Marathon supports tests that have meta-information such as Epic, Team or Feature from allure. This makes it possible to understand, for example, if a particular test corresponds to a specific feature. Allure report visualises this information and makes it possible to navigate all of them using the Behaviors page.
How to check the load distribution of test run?
Sometimes your devices might not be utilised during all of the execution time. To check this you need to have a timeline. This is available either in timeline report or allure. Keep in mind that allure report doesn't contain the retries whereas the marathon's timeline report does.
How to check the retry count of a test?
Retries can be checked in the allure report. Test pass probability on the other hand is the reason why we do retries so grafana dashboard is another option you can check for the expected and observed retries.
My logs/screenshots are missing from the html report
If you're opening your reports with file://
schema then it's a known issue: modern browsers reject our requests to additional files such
as logs or videos for security reasons. CI systems usually have webserver to host these files, but local environment can also start a
webserver for example using IntelliJ based IDEs by right clicking on the html file -> open in browser. Or doing something like
python3 -m http.server 8000
in the directory of the report and navigating to localhost
.
Can I run my Android tests if my emulator(s) are on a remote instance?
Of course, you can do this by connecting your remote Android device (emulator or real device) by executing adb connect $IP_OF_DEVICE
.
Assuming you have enabled adb over TCP/IP properly you should be able to execute your test on a remote Android device (or a hundred of
devices depending on how many you connect)
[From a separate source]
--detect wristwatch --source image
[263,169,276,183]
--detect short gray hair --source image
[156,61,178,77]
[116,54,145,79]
How to execute a single test case?
This is possible and will depend on the distribution you're using.
- Marathonfile
- Kotlin DSL
filteringConfiguration:
allowlist:
- type: "fully-qualified-class-name"
regex: "com\.example\.MySingleTest"
filteringConfiguration {
allowlist {
add(com.malinskiy.marathon.execution.FullyQualifiedClassnameFilter("com\\.example\\.MySingleTest".toRegex()))
}
}
Some of my test artifacts (videos, screenshots, etc) are missing!
Due to the nature of marathon to device connection being unreliable, we can not guarantee that every single artifact is going to be there. Marathon tries best to pull necessary information from the device, but sometimes the device is unresponsive or just stopped working at all. If the test passed before it died marathon considers the test to be passing and resumes the execution.
My test execution show 100%+ (e.g. 110%) progress. What's wrong?
This is an edge case with runtime-generated tests, e.g. Parameterized tests on Android, and how they're identified, executed and reported. It is possible to use remote test parsing using real devices on some platforms that support it, but in general there is no solution unless the platform supports proper test discovery.